Pada studi ini ditemukan bahwa terdapat pengurangan yang bermakna frekuensi migren maupun skor PedMIDAS setelah diberi Riboflavin, sedangkan pada kelompok yang diberi plasebo, frekuensi migren maupun skor PedMIDAS tidak berbeda bermakna dari sebelum dan setelah diberi plasebo.

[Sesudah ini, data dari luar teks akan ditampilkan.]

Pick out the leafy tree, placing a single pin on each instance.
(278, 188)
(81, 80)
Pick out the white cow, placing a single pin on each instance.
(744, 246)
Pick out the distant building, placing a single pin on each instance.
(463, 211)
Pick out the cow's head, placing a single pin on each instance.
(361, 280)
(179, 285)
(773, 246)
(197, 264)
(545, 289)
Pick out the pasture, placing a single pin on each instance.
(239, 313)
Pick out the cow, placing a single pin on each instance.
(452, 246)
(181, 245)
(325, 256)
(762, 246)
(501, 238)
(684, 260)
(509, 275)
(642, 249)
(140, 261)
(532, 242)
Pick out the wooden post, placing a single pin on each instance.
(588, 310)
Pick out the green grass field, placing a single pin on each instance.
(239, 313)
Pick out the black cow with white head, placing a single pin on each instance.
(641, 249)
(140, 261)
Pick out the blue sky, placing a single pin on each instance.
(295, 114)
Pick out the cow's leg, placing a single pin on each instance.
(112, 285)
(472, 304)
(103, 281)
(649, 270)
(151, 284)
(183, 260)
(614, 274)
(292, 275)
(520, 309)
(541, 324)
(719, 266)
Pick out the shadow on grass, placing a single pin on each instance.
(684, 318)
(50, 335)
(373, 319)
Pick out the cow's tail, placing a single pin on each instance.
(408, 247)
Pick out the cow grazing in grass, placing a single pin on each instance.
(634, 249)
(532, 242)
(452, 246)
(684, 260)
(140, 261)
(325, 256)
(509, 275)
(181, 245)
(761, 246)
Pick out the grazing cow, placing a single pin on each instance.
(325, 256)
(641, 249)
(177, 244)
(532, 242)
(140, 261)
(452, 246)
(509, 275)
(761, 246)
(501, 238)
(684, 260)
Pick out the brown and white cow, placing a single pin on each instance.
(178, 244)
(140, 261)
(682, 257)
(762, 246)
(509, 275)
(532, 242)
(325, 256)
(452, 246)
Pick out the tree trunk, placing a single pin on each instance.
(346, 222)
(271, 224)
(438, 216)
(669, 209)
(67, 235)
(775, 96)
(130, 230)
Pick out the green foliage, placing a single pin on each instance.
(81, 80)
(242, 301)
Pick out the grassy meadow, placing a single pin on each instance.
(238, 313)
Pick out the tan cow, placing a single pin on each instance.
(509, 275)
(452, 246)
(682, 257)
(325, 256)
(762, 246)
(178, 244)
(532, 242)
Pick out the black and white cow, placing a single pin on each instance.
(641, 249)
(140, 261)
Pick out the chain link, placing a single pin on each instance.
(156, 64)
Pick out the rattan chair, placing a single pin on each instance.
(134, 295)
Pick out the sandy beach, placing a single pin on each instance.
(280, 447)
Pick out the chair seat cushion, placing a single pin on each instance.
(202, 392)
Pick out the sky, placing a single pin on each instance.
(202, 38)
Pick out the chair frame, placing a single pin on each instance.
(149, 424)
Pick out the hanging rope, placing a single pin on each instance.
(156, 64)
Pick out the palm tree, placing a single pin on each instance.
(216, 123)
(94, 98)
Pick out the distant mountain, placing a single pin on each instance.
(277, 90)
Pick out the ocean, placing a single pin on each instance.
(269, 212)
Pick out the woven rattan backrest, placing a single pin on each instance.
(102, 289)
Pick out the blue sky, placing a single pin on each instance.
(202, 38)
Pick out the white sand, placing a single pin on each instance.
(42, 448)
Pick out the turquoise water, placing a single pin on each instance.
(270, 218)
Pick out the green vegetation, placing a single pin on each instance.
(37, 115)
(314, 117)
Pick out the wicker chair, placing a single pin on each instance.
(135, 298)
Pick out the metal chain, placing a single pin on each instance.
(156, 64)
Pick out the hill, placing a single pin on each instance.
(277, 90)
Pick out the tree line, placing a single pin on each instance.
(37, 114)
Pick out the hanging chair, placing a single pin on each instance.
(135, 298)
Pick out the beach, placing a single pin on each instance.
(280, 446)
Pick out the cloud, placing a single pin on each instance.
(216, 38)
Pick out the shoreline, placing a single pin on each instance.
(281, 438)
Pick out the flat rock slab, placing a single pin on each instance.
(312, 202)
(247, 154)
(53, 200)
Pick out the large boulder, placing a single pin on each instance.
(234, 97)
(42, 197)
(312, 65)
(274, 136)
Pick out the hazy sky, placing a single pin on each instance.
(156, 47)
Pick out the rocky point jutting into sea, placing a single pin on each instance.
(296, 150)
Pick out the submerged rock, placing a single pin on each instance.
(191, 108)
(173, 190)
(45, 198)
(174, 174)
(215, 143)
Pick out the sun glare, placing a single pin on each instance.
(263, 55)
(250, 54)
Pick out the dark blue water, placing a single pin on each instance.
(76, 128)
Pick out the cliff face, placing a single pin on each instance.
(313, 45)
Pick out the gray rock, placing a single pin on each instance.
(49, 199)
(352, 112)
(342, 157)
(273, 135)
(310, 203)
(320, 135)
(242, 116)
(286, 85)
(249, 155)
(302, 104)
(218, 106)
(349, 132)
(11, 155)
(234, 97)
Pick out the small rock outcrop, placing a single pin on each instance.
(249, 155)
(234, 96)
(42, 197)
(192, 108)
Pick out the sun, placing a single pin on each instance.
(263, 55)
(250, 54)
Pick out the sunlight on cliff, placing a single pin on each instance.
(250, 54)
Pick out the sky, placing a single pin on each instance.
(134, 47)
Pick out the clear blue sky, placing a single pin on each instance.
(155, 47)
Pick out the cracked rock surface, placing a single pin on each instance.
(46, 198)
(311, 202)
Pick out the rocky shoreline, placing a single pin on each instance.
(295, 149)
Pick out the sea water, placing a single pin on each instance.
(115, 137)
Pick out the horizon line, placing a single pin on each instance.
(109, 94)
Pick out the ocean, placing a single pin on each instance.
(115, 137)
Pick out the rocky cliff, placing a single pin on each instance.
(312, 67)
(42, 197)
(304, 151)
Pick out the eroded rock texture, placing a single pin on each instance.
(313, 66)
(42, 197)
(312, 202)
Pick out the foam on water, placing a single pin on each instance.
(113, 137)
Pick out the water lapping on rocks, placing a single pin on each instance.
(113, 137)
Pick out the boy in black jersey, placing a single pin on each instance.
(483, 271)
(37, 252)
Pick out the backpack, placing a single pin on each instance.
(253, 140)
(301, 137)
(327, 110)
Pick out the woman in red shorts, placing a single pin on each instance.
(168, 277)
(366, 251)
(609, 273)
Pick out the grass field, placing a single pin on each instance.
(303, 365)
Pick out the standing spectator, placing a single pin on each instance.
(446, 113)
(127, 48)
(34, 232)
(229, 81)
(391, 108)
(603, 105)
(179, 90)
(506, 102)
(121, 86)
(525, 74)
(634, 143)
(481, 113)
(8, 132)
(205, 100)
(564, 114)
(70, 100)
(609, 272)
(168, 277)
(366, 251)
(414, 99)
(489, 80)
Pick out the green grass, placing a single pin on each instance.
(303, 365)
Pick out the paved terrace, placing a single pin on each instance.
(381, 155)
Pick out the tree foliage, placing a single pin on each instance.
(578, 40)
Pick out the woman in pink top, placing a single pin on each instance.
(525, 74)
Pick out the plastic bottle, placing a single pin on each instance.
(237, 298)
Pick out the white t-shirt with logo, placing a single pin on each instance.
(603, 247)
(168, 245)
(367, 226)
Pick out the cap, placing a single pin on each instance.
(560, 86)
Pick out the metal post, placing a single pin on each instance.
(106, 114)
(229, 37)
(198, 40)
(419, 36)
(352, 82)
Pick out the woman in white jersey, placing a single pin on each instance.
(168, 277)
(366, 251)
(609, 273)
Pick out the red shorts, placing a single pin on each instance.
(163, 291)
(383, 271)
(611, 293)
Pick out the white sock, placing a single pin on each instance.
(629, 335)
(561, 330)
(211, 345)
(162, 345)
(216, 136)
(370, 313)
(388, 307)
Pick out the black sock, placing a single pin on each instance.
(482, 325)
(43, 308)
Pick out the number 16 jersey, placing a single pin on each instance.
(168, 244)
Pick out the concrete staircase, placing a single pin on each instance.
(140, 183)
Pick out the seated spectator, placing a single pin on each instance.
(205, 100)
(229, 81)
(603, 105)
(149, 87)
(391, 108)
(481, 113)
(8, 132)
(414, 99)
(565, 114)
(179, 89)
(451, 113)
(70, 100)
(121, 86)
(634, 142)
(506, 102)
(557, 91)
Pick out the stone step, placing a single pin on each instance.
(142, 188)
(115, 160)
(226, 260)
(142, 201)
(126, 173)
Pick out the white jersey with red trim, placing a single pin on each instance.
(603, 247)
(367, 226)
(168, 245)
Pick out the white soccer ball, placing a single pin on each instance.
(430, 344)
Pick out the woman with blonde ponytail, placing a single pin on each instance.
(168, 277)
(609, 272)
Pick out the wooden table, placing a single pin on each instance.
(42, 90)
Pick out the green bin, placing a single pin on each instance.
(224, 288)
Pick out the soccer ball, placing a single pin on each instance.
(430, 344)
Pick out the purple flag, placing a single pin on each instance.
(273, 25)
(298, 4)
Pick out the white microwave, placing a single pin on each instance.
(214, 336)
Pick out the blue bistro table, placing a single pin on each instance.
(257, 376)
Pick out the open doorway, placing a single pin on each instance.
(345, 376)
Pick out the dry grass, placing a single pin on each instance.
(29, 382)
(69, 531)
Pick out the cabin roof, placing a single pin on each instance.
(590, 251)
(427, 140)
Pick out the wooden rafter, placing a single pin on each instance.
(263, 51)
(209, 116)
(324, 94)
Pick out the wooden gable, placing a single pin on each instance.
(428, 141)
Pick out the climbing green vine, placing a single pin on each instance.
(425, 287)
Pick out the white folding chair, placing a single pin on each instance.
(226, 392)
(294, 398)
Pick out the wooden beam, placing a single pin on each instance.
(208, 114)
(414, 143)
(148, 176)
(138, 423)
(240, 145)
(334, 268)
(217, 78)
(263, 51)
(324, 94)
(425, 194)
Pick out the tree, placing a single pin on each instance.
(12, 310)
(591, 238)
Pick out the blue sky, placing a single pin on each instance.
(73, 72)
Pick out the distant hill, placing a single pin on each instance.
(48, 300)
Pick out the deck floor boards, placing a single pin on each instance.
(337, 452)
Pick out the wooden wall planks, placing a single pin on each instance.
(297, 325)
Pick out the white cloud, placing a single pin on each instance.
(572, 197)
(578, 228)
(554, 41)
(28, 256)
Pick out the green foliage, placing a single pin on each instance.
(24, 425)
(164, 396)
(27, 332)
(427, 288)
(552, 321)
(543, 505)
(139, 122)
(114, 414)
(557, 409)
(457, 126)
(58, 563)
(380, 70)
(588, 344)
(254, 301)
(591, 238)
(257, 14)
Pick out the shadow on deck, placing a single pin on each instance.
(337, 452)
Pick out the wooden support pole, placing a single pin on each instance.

Bila dibandingkan hasil pengobatan setelah 3 bulan antara kelompok Riboflavin dan Plasebo, ternyata frekuensi migren mulai berbeda sejak bulan ke-1 sampai ke-3, dimana pada bulan ke-1 masih lebih tinggi frekuensi migren pada kelompok riboflavin dibandingkan plasebo, sedangkan selanjutnya pada bulan ke-2 dan ke-3, didapati frekuensi migren yang lebih jarang pada kelompok riboflavin dibandingkan plasebo. Selain itu didapati perbedaan yang bermakna pada skor dan derajat PedMIDAS antara kelompok Riboflavin dan Plasebo. Penilaian terhadap durasi migren pada bulan ke-1 tidak dijumpai perbedaan yang bermakna antara kelompok riboflavin dan plasebo, sedangkan pada bulan ke-2 dijumpai perbedaan yang bermakna durasi migren pada kedua kelompok, dimana lebih banyak kelompok riboflavin mengalami penurunan durasi migren.

 

BAB 6. KESIMPULAN DAN SARAN

6.1 Kesimpulan

Riboflavin efektif menurunkan frekuensi, durasi dan disabilitas yang signifikan dan bermakna setelah 3 bulan pengobatan dibanding plasebo. Efek samping obat riboflavin berupa poliuria dan diare. Riboflavin bermanfaat sebagai alternatif terapi preventif serangan nyeri kepala migren pada remaja, namun harus tetap mempertimbangkan efek samping obat.

6.2 Saran

Dibutuhkan penelitian lebih lanjut dengan membandingkan beberapa jenis terapi preventif serangan migren yang berbeda atau dengan membandingkan terapi non farmakologi, serta skrining yang berkelanjutan untuk mengurangi dampak ketidak hadiran anak disekolah disebabkan menderita migren.